AgentSkillsCN

docling

使用 Docling 进行文档阅读与转换。当用户要求阅读、打开或处理以下格式的文档文件时,可使用此技能:PDF、DOCX、PPTX、XLSX、HTML、Markdown、AsciiDoc,或图片文件(PNG、JPG、TIFF)。支持对扫描文档进行 OCR 识别。触发条件包括: (1) 用户要求阅读/打开文档文件(例如:“请读一下这个 PDF”、“读一读这份文档”、“确认一下文件内容”) (2) 文件扩展名为 .pdf、.docx、.pptx、.xlsx、.html、.md、.adoc、.png、.jpg、.tiff (3) 用户希望通过 OCR 从扫描文档中提取文本 (4) 用户希望将文档转换为 Markdown/JSON/HTML (5) 用户希望对包含表格、图表或照片的文档进行处理 (6) 用户希望从文档中提取图片或图表

SKILL.md
--- frontmatter
name: docling
description: |
  Document reading and conversion using Docling. Use this skill when user asks to read, open, or process document files in these formats: PDF, DOCX, PPTX, XLSX, HTML, Markdown, AsciiDoc, or images (PNG, JPG, TIFF).

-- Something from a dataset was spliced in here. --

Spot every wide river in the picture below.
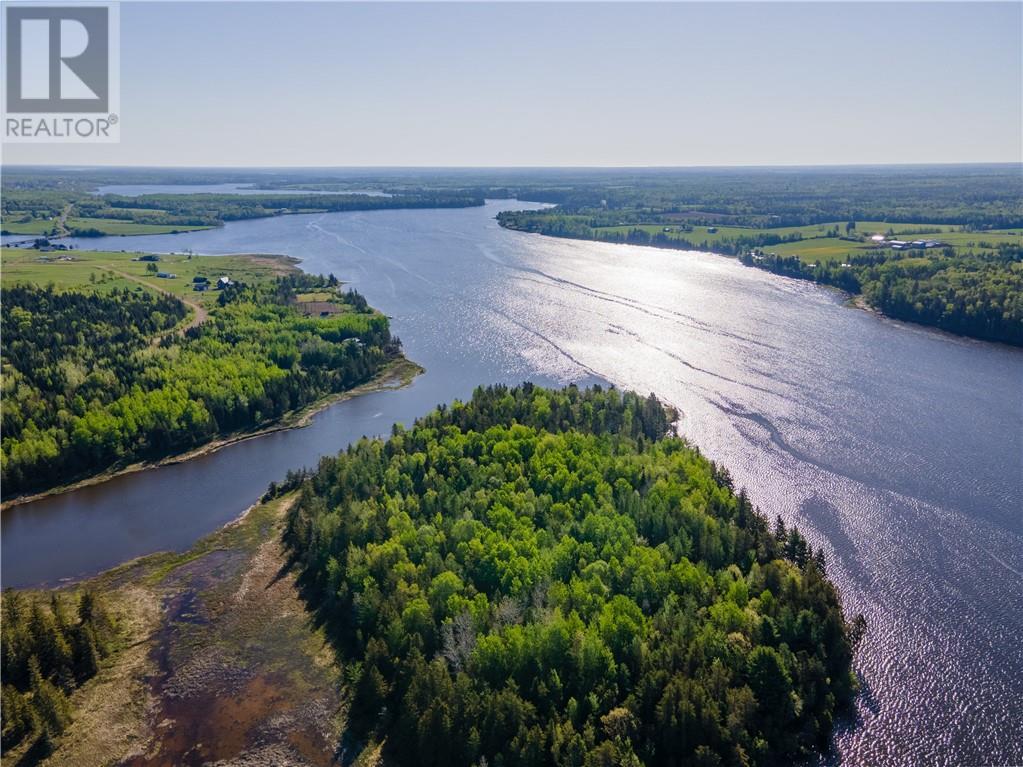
[3,201,1023,765]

Supports OCR for scanned documents. Trigger when:
  (1) User asks to read/open a document file (e.g., "このPDFを読んで", "read this document", "ファイルの内容を確認して")
  (2) File extension is .pdf, .docx, .pptx, .xlsx, .html, .md, .adoc, .png, .jpg, .tiff
  (3) User wants to extract text from scanned documents with OCR
  (4) User wants to convert documents to Markdown/JSON/HTML
  (5) User wants to process documents with tables, figures, or photos
  (6) User wants to extract images/figures from documents

Docling Document Conversion

Convert documents (PDF, DOCX, PPTX, HTML, Markdown, etc.) to structured formats with image extraction.

Installation

bash
pip install docling

# For page range processing (optional but recommended)
pip install pymupdf

# For Tesseract OCR (optional):
# macOS: brew install tesseract
# Ubuntu: apt-get install tesseract-ocr

Quick Start

CLI

bash
# Basic conversion (output to directory)
docling document.pdf --to markdown

# With OCR for scanned documents
docling scanned.pdf --ocr --ocr-engine easyocr --to markdown

# Batch conversion
docling file1.pdf file2.docx --output ./converted

Python

python
from docling.document_converter import DocumentConverter

converter = DocumentConverter()
result = converter.convert("document.pdf")
print(result.document.export_to_markdown())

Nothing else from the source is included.